思いつくままに、日々の思いを。出来た作品のテスト配信などをやっています。

乃木坂学院高校演劇部物語・55『マクベスの首・2』

2019-12-04 06:30:54 | はるか 真田山学院高校演劇部物語
まどか 乃木坂学院高校演劇部物語・55   
『マクベスの首・2』  


 
 
『ハムレット』もすごかった。

 どこがって……やたらに人が死んじゃうんだもんね。ただホレーショっておじさんが都合良く生き延びちゃうのには、若干の抵抗。
 あれだけの波瀾万丈のドラマの中で、親友のハムレットがメチャクチャやって、一族死に絶えちゃって、なんだか自分一人だけ語り部みたく生き延びて……残りの人生虚しくないの? って、わたしがひねくれてんのかなあ。

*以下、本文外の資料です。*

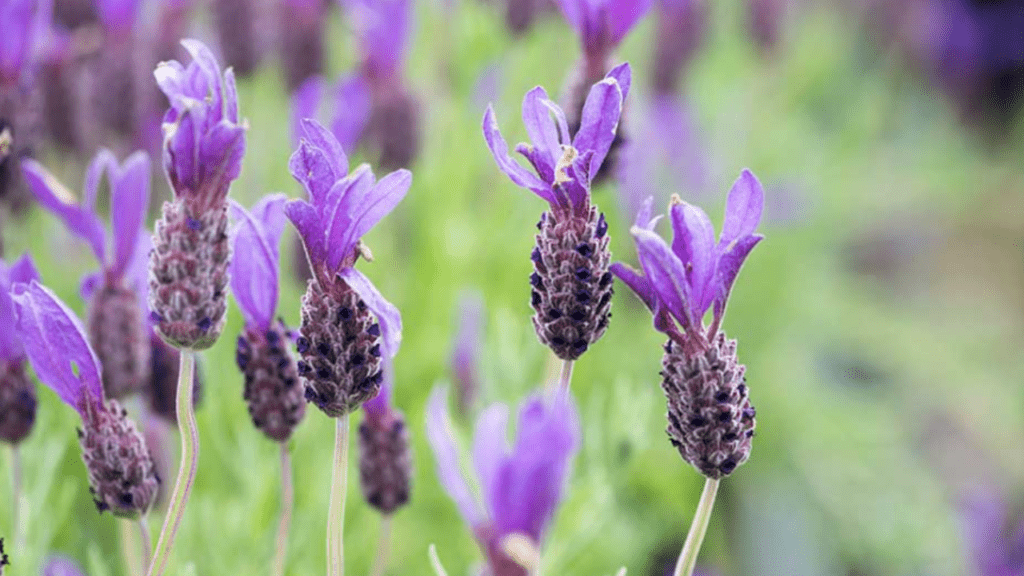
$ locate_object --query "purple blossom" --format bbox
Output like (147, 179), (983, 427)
(0, 254), (39, 364)
(22, 150), (151, 291)
(611, 170), (764, 344)
(427, 388), (581, 576)
(12, 280), (103, 409)
(483, 63), (631, 214)
(285, 120), (413, 356)
(154, 40), (246, 213)
(230, 194), (288, 332)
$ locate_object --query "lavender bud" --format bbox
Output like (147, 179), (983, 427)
(87, 279), (150, 399)
(79, 401), (160, 519)
(297, 278), (383, 418)
(530, 206), (613, 360)
(0, 360), (38, 444)
(662, 332), (756, 479)
(150, 202), (230, 349)
(234, 321), (306, 442)
(359, 407), (413, 515)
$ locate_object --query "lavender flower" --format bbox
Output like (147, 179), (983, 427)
(285, 120), (413, 417)
(13, 281), (159, 518)
(0, 254), (39, 444)
(231, 194), (306, 442)
(427, 388), (580, 576)
(22, 150), (151, 399)
(483, 64), (631, 360)
(611, 170), (764, 479)
(150, 40), (246, 349)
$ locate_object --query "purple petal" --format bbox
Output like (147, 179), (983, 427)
(338, 268), (401, 358)
(109, 152), (151, 278)
(13, 281), (103, 413)
(572, 78), (623, 174)
(22, 158), (106, 262)
(426, 388), (486, 528)
(718, 169), (765, 248)
(483, 106), (555, 204)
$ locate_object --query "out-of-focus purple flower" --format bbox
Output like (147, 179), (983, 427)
(427, 388), (581, 576)
(154, 40), (246, 215)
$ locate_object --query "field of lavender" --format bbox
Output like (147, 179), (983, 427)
(0, 0), (1024, 576)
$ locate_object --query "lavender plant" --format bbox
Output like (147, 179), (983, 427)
(22, 150), (151, 400)
(285, 120), (413, 575)
(611, 170), (764, 576)
(427, 388), (580, 576)
(483, 64), (631, 366)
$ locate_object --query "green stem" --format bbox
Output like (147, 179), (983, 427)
(148, 349), (199, 576)
(675, 478), (719, 576)
(327, 414), (348, 576)
(272, 442), (295, 576)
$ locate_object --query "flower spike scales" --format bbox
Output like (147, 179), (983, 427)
(483, 64), (631, 362)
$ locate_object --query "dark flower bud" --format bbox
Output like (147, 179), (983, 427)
(0, 360), (37, 444)
(359, 407), (413, 515)
(662, 332), (756, 479)
(79, 401), (160, 519)
(87, 279), (150, 399)
(530, 206), (613, 360)
(236, 321), (306, 442)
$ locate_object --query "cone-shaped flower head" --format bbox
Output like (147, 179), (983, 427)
(285, 120), (413, 417)
(22, 150), (151, 399)
(231, 194), (306, 442)
(483, 64), (631, 360)
(612, 170), (764, 478)
(427, 388), (580, 576)
(150, 40), (245, 349)
(0, 254), (39, 444)
(13, 281), (159, 518)
(359, 359), (413, 515)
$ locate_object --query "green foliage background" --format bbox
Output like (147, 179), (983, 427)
(0, 1), (1024, 576)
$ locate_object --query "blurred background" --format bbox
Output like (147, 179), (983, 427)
(0, 0), (1024, 576)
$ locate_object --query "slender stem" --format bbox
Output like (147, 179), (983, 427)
(327, 414), (348, 576)
(148, 349), (199, 576)
(675, 478), (718, 576)
(272, 442), (295, 576)
(370, 515), (391, 576)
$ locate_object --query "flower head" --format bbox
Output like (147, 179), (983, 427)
(154, 40), (246, 214)
(427, 388), (580, 576)
(611, 170), (764, 343)
(483, 64), (631, 214)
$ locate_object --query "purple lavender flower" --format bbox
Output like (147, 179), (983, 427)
(483, 64), (631, 360)
(0, 254), (39, 444)
(13, 281), (159, 518)
(150, 40), (246, 349)
(22, 150), (151, 399)
(611, 170), (764, 479)
(427, 388), (580, 576)
(285, 120), (413, 417)
(231, 194), (306, 442)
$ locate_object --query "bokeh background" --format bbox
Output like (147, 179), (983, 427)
(0, 0), (1024, 576)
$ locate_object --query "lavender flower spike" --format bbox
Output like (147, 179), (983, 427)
(483, 64), (631, 360)
(22, 150), (151, 399)
(611, 170), (764, 479)
(150, 40), (246, 349)
(285, 120), (413, 417)
(231, 194), (306, 442)
(13, 281), (159, 519)
(427, 388), (580, 576)
(0, 254), (39, 445)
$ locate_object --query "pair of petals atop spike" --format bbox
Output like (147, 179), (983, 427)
(150, 40), (246, 349)
(285, 120), (413, 417)
(12, 281), (160, 518)
(483, 64), (631, 360)
(612, 170), (764, 479)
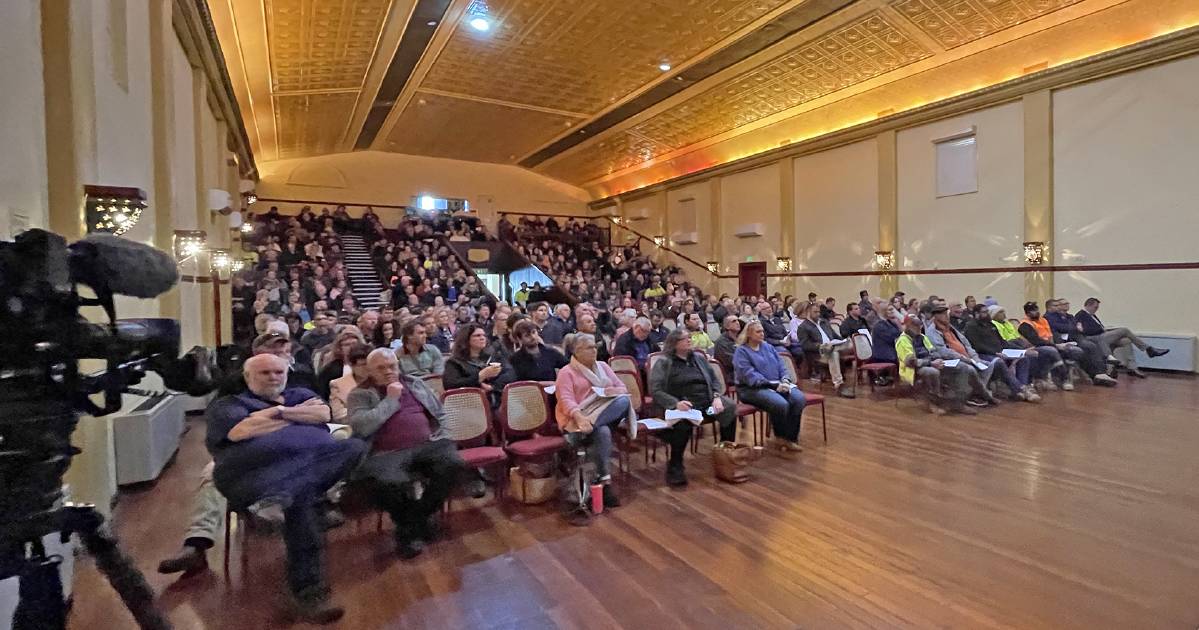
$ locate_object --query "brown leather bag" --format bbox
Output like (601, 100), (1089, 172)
(712, 442), (753, 484)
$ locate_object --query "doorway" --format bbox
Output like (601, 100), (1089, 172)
(737, 263), (766, 298)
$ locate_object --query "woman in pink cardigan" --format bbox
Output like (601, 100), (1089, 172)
(554, 334), (637, 508)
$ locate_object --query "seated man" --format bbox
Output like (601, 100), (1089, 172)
(683, 313), (716, 354)
(1074, 298), (1170, 378)
(793, 302), (854, 398)
(611, 317), (665, 372)
(1044, 298), (1119, 377)
(1017, 300), (1116, 391)
(508, 319), (567, 382)
(206, 354), (364, 623)
(896, 313), (978, 415)
(396, 317), (446, 378)
(963, 304), (1041, 402)
(347, 348), (466, 559)
(924, 301), (1006, 404)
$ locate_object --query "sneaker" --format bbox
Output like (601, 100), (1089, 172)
(603, 484), (620, 510)
(158, 545), (209, 577)
(667, 462), (687, 487)
(288, 589), (345, 624)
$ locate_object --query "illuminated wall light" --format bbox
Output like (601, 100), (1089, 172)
(175, 229), (209, 262)
(1024, 241), (1047, 265)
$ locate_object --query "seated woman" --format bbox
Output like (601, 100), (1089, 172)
(441, 323), (501, 408)
(733, 320), (807, 454)
(555, 334), (637, 508)
(650, 328), (737, 486)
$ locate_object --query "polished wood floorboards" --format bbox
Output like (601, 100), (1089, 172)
(72, 376), (1199, 630)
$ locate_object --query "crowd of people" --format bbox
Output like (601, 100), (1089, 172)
(191, 208), (1167, 623)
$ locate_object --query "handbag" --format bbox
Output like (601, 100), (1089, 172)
(712, 442), (753, 484)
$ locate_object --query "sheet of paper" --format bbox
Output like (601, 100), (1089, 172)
(665, 409), (704, 425)
(637, 418), (670, 431)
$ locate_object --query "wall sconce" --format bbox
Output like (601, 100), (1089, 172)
(175, 229), (209, 262)
(209, 250), (233, 271)
(83, 186), (147, 236)
(1024, 241), (1046, 265)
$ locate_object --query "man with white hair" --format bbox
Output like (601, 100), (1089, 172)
(206, 354), (366, 623)
(345, 348), (466, 559)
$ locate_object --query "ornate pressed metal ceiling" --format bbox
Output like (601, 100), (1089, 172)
(212, 0), (1199, 193)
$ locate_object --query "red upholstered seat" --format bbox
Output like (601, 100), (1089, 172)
(458, 446), (508, 468)
(505, 436), (566, 457)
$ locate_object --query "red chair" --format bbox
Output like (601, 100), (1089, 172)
(441, 388), (508, 500)
(851, 332), (899, 392)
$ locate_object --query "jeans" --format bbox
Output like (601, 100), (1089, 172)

『ロミオとジュリエット』は、なんだか我が身と引き比べちゃったりして、興味津々。
 ストーリーや登場人物は、よく分かんないけど、発見が二つあった。
 忘れもしない、第二幕第一場「キャピュレット家の庭」チョ-有名な愛の語らいの場!
 なにがすごいって、一回読んでみるといいわよ。
 ロミオが庭、ジュリエットがバルコニー……すごいと思わない? 
 並の作家なら、同じ平場で愛を語らせちゃうんだろうけど、これを互いに見えるけど手の届かないところに持ってきて、キスどころか、指一本触れさせないんだもんね。ミザンセーヌが最高! おそらく世界最高のラブシーンだと思う。
 それに、もっとすごいのは、あれだけのラブシーンで「I love you!」が一言も無いの。
 わたし気になって、ここだけ二回読んだんだけど、無い……「do you love me?」「Love me!」はあるんだけどね、「愛は勝ち取るものなんだ!」って、スタンスがすごいと思うのよ。
 この場面は、互いに「愛してる! んでもって結婚しよう!」ってことだけなんだけど、字数にして六千字も使ってんのね。このわたしのことを書いてる作者なら、章一つでそんくらい。才能が違う……なんて言ったら、どこで仕返しされるか分からない。なんたって、第五章じゃ主役のわたしを焼き殺しかけた人だもんね。
 それから、タマゲタのは、ジュリエットに出会ったとき、ロミオにはすでに恋人が居たんだ!……知らなかったでしょ? ロザラインって子で、二回ほど台詞の中にしか出てこないんだけどね。

 明らかに、ロミオは二股かけてんのよね!!

 わたしはロザラインに同情したわ。シェークスピアってオッサンもたいがいよ!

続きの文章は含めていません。